The blood pressure pulse wave velocity (PWV) is also related to the arterial wall characteristics and its response to changing pressure. The relationship for PWV is defined as: $PWV=\sqrt{Eh/D\rho }$,⁴⁹ where D is the diameter of the radial artery, h is the wall thickness of the radial artery, ρ is the average density of human blood, and E is the elastic modulus of the artery wall that has a positive correlation with blood pressure⁵⁰.

HR and BP do not necessarily increase at the same rate due to different underlying CV control mechanisms.

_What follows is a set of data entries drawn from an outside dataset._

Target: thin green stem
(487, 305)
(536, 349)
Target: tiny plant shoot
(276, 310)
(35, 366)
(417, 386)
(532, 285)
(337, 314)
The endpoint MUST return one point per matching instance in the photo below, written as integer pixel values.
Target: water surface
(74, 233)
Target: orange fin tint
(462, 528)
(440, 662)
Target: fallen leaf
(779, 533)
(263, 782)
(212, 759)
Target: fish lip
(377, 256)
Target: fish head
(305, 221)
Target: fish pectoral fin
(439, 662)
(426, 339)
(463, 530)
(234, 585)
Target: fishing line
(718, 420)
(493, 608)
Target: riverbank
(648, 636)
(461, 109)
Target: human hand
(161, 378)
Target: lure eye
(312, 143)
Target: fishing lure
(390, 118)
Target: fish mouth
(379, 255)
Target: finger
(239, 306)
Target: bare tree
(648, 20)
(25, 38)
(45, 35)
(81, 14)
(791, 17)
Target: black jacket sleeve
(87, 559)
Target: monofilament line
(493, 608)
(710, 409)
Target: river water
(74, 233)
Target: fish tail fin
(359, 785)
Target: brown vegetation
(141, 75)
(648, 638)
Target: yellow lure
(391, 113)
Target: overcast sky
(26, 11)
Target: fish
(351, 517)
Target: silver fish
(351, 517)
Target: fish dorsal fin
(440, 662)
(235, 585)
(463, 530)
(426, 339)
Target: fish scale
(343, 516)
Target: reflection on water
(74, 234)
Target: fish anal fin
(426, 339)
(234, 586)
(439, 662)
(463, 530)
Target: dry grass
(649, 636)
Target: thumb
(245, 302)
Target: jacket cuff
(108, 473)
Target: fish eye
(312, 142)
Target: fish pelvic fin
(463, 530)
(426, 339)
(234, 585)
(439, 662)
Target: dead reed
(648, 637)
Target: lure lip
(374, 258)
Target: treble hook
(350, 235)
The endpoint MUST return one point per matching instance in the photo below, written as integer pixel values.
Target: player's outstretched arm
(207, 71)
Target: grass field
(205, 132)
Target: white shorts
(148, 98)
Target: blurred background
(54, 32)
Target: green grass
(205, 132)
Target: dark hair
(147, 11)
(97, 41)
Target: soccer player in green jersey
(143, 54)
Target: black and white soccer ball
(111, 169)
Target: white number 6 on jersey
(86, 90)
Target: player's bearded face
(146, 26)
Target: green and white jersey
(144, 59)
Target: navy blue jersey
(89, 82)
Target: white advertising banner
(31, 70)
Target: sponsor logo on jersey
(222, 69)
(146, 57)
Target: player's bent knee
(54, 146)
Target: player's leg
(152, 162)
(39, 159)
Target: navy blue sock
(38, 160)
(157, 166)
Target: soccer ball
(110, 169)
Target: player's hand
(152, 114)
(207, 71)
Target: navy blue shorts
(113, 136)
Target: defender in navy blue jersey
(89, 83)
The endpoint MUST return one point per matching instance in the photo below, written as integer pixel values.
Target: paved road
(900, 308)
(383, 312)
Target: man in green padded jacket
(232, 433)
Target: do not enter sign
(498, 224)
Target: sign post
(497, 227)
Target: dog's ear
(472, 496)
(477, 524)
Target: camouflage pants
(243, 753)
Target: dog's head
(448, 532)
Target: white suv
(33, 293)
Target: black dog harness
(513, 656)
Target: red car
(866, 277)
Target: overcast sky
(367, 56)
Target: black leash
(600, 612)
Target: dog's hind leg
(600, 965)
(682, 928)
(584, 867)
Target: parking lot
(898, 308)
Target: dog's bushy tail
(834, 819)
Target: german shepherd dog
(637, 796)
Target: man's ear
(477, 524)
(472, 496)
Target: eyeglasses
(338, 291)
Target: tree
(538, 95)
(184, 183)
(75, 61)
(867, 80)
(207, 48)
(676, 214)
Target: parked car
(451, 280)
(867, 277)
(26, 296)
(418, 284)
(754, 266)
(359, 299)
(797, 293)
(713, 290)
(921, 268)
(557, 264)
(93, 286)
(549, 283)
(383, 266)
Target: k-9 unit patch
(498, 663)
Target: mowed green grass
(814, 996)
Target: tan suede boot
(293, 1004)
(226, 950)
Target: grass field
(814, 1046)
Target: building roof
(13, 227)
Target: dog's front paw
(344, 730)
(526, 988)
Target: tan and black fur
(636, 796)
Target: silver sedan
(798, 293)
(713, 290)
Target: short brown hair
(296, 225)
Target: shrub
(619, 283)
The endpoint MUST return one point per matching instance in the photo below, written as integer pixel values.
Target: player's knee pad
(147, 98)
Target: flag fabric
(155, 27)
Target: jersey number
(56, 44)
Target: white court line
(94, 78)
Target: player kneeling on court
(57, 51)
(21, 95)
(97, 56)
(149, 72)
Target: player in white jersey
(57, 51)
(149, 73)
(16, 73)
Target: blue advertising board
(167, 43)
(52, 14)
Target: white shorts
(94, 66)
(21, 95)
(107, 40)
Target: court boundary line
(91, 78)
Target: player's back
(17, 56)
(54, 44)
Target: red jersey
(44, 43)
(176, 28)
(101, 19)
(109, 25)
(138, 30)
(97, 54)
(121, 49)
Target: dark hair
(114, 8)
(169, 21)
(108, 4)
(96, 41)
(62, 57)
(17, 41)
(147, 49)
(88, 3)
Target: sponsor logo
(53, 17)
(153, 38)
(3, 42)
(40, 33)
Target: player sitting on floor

The relationship between HR and PP during CPT is shown to have varying correlations^13,14. For certain individuals, reciprocal changes in cardiac autonomic regulation induce a sustained increase in HR with an increase in BP, while for others, CPT induces a decrease in HR after an initial increase, likely due to the co-activation of the vagal and sympathetic outflow at the heart level (see Supplementary Figure 2d).

Performance metrics.

To assess the trained model performance on a test dataset, we calculate per-subject and group mean error (ME), the standard deviation of the error (SDE), root-mean-squared error (RMSE), along with confidence intervals and Pearson’s correlation coefficients, based on true and estimated blood pressure values. Additionally, we report the results according to the AAMI standard for BP devices³².

Data Availability

The graphene-HGCPT dataset analyzed during the current study is available in the PhysioNet repository, doi.org/10.13026/ce62-pc98. The calfree-HGCPT and ring-CPT datasets analyzed during the current study are available from the corresponding author on reasonable request.